Saturday, March 30, 2013

Everybody Wants To Be Free

Everybody wants to be free of something. Whether its a habit, an addiction, an illness or an obligation, we all desire to be free of something.

I work at a laser eye center, which has brought this topic to mind recently. I guess I never realized that so many people wake up in the morning and aren't able to read the time on their alarm clock! Blurry vision is just one thing people wish to be free from. I must say its really neat to be part of a team that helps fix people's vision and restore their sight!
The glasses graveyard!

Throughout my ongoing battle with health issues, my heart has longed for many things. I've desired to be able to eat the same unhealthy junk that everyone else eats. I've wanted so much to be able to make plans in my life not have them sabotaged by plummeting health. I've ached to be free of medicine.
Random side story - After my third and final surgery, I was planning on having a Prednisone burning party. I was going to burn all my bottles and bottles of this anti-inflammatory, rage causing drug that I had been enslaved to for so many years. It was going to be great! However, after being re-diagnosed with Crohns, I ended up having to start taking it again. Instead of destroying the evidence of my past and celebrating my freedom from it, I faced just the opposite. Man, it would have been flippin' awesome to be medicine free. More than anything though, during my journey through downward hills and valleys, I've longed to be free of sickness. 

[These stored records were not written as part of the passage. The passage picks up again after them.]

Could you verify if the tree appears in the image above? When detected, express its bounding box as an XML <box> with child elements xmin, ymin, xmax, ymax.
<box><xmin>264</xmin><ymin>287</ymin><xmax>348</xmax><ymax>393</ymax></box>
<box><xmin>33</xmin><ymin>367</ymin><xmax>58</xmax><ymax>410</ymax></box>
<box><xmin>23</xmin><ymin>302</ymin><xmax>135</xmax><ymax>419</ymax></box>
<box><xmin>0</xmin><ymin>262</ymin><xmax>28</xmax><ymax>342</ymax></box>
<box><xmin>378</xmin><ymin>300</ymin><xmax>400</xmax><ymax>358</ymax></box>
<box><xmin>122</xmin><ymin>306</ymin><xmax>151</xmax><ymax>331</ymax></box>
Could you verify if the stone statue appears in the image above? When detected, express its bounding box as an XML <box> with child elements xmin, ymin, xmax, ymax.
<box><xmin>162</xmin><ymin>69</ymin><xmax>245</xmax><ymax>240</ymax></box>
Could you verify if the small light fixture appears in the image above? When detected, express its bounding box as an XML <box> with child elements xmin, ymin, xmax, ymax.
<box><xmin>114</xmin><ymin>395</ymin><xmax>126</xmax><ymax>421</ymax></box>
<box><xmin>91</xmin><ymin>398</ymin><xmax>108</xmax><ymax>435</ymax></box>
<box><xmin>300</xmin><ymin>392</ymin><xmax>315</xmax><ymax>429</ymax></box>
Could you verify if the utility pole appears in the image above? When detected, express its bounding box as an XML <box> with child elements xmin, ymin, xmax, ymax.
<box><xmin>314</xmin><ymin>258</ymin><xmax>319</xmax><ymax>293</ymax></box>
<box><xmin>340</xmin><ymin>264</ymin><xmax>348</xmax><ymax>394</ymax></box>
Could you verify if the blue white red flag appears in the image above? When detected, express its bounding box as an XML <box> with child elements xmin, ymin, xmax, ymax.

Both Colitis and Crohn’s can be extremely debilitating diseases. Painful symptoms can cause one to become withdrawn from social situations. Obviously its easier to sit at home when feeling weak and yucky than to plaster on a smile and face the crowds. Any outings, whether for work or fun, are consumed with the constant search for the nearest bathroom. (which by the way is pointless, because upset insides have no schedule...)

I have also struggled to be free from anxiety and fear. It has ruled my heart at times. It has taken my thoughts captive, to the point where I didn't even recognize that I was allowing that! Deep down I've always carried dread of my next downfall and all the terrors it may hold...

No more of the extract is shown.